Just resentment urged the Carthaginians to accept that offer of war; had Catulus insisted upon the cession of Sardinia five years before, the war would probably have pursued its course. But now, when both islands were lost, when Libya was in a ferment, and when the state was weakened to the utmost by its twenty-four years' struggle with Rome and the dreadful civil war that had raged for nearly five years more, they were obliged to submit It was only after repeated entreaties, and after the Phoenicians had bound themselves to pay to Rome a compensation of 1200 talents (292,000 pounds) for the warlike preparations which had been wantonly occasioned, that the Romans reluctantly desisted from war.

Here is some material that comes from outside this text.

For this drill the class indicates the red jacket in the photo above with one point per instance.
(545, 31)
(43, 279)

Thus the Romans acquired Sardinia almost without a struggle; to which they added Corsica, the ancient possession of the Etruscans, where perhaps some detached Roman garrisons still remained over from the last war.(3)

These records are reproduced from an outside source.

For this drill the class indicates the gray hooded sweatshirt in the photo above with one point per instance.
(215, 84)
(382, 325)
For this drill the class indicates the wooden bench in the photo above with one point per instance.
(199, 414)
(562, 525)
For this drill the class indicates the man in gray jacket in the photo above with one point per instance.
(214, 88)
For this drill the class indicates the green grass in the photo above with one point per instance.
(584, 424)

3. Cf. III. II. The War on the Coasts of Sicily and Sardinia

In Sardinia, however, and still more in the rugged Corsica, the Romans restricted themselves, just as the Phoenicians had done, to an occupation of the coasts. With the natives in the interior they were continually engaged in war or, to speak more correctly, in hunting them like wild beasts; they baited them with dogs, and carried what they captured to the slave market; but they undertook no real conquest. They had occupied the islands not on their own account, but for the security of Italy. Now that the confederacy possessed the three large islands, it might call the Tyrrhene Sea its own.